Mit dem angegriffenen Urteil wies das Amtsgericht die Klage ab und ließ die Berufung nicht zu.

Mit ihrer am 2. Juni 2017 beim Verfassungsgerichtshof eingegangen Verfassungsbeschwerde macht die Beschwerdeführerin geltend, das angegriffene Urteil verletze ihr Grundrecht auf effektiven Rechtsschutz sowie das Willkürverbot, soweit die Berufung nicht zugelassen wurde. Das Amtsgericht sei bei der Entscheidung von der Rechtsprechung des Landgerichts Darmstadt, des Bundesgerichtshofs und des Verfassungsgerichtshofes abgewichen. Das Urteil lasse in keiner Hinsicht erkennen, aus welchen Gründen die Berufung nicht zugelassen worden sei. Eine Zulassung habe aber nahegelegen, da erhebliche Anhaltspunkte für das Vorliegen einer Divergenz gegeben seien.

Die Äußerungsberechtigten haben Gelegenheit zur Stellungnahme erhalten.

II.

Die zulässige Verfassungsbeschwerde ist begründet.

Das angegriffene Urteil des Amtsgerichts Mitte verletzt die Beschwerdeführerin in ihrem Recht auf effektiven Rechtsschutz und Justizgewährung.

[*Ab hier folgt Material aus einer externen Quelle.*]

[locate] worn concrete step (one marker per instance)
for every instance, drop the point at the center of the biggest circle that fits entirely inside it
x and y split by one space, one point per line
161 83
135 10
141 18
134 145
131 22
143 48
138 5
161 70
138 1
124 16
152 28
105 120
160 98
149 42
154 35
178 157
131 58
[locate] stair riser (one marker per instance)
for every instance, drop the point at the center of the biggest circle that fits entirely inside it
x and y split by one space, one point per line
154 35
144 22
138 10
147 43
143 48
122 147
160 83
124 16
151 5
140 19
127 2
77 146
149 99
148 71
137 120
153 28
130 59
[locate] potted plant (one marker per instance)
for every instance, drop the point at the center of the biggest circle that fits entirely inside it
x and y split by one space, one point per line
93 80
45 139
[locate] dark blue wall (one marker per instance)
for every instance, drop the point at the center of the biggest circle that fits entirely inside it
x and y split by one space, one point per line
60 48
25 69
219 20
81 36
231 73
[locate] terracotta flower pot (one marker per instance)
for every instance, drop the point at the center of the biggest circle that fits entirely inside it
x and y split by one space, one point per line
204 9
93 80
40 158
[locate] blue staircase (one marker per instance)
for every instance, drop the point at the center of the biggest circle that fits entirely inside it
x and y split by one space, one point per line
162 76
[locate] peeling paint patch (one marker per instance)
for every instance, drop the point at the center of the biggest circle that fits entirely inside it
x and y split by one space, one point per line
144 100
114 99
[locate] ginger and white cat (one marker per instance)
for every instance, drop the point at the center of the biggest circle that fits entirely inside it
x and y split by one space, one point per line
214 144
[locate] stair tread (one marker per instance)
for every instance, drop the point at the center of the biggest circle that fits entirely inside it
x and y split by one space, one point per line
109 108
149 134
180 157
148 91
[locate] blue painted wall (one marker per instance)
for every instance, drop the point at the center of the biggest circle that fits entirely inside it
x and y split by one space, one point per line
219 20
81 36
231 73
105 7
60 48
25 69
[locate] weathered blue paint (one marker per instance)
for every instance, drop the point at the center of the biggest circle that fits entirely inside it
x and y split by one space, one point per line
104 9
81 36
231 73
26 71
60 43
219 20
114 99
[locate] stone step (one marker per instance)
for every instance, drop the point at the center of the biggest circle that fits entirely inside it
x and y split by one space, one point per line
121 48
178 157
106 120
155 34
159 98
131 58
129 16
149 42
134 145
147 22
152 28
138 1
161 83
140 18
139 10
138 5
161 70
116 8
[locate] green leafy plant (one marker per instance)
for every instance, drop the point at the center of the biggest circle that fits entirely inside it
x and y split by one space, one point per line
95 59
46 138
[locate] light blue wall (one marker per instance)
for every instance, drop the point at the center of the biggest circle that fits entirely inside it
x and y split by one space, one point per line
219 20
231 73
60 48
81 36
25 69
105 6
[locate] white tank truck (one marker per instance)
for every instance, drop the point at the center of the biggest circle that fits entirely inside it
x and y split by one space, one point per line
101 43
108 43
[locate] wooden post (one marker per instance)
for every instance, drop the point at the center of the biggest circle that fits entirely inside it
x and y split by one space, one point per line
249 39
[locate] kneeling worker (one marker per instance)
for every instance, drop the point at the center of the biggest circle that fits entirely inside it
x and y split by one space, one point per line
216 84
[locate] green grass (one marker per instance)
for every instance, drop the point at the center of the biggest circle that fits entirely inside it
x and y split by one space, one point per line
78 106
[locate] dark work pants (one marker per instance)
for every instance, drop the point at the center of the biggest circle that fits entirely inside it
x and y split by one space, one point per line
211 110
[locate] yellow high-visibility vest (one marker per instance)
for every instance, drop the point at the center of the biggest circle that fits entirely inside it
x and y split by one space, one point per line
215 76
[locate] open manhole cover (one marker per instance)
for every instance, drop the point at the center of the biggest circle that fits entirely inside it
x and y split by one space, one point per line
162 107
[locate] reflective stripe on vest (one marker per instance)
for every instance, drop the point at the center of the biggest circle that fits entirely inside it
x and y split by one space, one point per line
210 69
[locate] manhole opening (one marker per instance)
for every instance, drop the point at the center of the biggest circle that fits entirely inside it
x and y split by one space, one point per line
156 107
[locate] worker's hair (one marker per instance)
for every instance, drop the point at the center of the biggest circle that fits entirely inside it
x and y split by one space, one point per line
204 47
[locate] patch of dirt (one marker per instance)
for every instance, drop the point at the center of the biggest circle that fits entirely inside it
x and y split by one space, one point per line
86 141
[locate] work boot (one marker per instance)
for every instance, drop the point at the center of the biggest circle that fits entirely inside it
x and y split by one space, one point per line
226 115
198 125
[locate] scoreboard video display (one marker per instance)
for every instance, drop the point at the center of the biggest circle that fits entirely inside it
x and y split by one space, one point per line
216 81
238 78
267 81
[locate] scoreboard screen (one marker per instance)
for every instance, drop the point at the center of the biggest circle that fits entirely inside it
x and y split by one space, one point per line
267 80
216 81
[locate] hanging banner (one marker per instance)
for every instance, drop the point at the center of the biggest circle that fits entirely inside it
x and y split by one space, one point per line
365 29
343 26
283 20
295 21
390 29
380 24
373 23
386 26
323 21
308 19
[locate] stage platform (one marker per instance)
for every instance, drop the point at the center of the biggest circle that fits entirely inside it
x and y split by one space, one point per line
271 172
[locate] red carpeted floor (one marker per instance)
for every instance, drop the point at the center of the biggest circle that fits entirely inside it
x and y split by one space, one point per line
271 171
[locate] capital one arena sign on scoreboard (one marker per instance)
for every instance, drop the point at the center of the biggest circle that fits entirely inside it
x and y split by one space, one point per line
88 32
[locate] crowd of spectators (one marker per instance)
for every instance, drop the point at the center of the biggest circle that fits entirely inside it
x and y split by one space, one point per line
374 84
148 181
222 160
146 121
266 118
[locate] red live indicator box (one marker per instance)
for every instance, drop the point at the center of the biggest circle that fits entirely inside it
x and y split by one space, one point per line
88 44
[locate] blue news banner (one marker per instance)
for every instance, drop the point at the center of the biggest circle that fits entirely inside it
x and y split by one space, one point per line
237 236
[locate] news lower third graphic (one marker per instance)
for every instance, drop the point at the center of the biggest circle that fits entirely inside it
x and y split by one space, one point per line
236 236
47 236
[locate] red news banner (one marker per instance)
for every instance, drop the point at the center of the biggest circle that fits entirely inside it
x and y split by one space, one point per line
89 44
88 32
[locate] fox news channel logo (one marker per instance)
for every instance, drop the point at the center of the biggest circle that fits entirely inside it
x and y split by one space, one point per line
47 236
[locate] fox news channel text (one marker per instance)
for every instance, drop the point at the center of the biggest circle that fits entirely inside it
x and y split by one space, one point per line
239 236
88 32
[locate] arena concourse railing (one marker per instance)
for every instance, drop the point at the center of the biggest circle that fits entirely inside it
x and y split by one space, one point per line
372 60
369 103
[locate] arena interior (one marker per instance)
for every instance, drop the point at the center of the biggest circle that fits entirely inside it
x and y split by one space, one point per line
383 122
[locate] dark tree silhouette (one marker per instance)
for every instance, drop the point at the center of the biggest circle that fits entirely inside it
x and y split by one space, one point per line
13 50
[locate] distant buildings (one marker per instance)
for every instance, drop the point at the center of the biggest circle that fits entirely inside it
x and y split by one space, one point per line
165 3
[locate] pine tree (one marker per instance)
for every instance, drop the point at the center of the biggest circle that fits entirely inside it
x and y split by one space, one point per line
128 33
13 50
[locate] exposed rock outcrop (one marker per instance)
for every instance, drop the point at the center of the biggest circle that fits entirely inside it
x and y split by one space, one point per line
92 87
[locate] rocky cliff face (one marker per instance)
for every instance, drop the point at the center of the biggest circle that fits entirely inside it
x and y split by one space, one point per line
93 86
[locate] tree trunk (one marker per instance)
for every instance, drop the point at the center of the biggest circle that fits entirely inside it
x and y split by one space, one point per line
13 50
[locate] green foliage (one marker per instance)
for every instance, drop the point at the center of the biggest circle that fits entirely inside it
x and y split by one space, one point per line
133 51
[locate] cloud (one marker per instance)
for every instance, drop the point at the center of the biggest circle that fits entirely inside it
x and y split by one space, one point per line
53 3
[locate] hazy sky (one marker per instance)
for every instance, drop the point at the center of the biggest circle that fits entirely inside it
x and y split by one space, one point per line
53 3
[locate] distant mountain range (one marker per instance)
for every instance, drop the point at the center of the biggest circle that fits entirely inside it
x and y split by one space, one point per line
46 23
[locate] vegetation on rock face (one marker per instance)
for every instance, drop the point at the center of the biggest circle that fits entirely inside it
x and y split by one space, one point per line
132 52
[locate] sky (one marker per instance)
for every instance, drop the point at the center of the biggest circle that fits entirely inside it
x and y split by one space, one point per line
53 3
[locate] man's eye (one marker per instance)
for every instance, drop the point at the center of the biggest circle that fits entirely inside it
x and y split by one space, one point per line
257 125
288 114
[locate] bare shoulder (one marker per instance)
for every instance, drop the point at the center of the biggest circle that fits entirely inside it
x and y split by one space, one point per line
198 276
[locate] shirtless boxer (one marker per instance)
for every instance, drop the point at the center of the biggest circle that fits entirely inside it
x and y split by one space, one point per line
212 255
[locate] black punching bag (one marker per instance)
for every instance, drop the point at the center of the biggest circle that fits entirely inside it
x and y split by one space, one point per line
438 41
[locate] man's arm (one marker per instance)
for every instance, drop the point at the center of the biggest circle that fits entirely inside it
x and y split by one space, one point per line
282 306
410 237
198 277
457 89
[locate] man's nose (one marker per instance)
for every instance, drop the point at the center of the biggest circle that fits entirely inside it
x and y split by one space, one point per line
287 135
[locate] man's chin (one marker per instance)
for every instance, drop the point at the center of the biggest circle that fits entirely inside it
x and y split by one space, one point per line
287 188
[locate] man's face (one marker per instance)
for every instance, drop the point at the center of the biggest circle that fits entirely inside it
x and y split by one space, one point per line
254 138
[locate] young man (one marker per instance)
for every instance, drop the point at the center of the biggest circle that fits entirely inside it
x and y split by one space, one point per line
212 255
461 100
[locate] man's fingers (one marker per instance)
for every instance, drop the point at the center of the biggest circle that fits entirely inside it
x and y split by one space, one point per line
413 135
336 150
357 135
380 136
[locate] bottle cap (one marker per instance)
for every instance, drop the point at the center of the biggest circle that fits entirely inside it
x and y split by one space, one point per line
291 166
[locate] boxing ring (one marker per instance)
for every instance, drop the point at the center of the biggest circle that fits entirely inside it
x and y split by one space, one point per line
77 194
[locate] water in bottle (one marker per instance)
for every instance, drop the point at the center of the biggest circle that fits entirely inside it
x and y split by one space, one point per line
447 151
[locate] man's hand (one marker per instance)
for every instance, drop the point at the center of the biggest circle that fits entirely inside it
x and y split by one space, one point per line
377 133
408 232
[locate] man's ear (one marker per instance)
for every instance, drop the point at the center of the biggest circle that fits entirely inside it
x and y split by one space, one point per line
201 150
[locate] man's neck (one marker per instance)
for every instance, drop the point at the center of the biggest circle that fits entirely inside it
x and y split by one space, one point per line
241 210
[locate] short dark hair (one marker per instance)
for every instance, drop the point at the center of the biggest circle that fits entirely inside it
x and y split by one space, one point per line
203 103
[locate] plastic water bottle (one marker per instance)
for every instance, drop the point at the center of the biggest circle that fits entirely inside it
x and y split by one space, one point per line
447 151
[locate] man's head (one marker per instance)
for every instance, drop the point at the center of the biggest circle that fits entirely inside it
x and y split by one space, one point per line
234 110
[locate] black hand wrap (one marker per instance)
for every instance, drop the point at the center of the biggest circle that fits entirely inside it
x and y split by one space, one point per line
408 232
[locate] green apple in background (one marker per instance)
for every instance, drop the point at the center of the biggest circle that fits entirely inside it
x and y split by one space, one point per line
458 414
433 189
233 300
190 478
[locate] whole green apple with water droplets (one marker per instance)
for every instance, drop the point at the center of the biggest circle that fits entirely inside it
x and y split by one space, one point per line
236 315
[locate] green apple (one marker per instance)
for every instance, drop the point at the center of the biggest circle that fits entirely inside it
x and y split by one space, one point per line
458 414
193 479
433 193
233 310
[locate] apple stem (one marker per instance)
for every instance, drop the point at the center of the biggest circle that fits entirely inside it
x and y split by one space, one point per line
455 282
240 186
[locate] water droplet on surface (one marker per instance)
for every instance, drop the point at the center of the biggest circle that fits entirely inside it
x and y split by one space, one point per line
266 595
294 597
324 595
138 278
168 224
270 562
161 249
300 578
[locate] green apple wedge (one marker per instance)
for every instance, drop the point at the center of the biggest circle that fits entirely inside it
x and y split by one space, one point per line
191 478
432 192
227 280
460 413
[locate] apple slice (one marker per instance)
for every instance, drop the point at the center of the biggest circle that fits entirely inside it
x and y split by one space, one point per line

Eine Verletzung dieses in bürgerlichen Rechtsstreitigkeiten durch Art. 7 Verfassung von Berlin – VvB – i. V. m. dem Rechtsstaatsprinzip garantierten Grundrechts liegt vor, wenn ein Gericht den Zugang zur Rechtsmittelinstanz versperrt, weil es in sachlich nicht zu rechtfertigender Weise und damit objektiv willkürlich die Verpflichtung zur Zulassung eines Rechtsmittels außer Acht lässt. Lässt ein Fachgericht ein Rechtsmittel nicht zu, müssen die Urteilsgründe die Verfassungsgerichte in die Lage versetzen zu überprüfen, ob das Gericht ein von der jeweiligen Rechtsordnung grundsätzlich eröffnetes Rechtsmittel ineffektiv gemacht hat. Unterlässt das Fachgericht eine nachvollziehbare Begründung seiner Nichtzulassungsentscheidung, kommt eine Aufhebung durch die Verfassungsgerichte bereits dann in Betracht, wenn die Zulassung des Rechtsmittels nahegelegen hätte (Beschlüsse vom 31. Mai 2013 – VerfGH 51/11 – Rn. 11, und vom 14. Mai 2014 – VerfGH 80/12 -, Rn. 11; vgl. BVerfG, Beschluss vom 3. März 2014 – 1 BvR 2534/10-, juris Rn. 20m. w. N.).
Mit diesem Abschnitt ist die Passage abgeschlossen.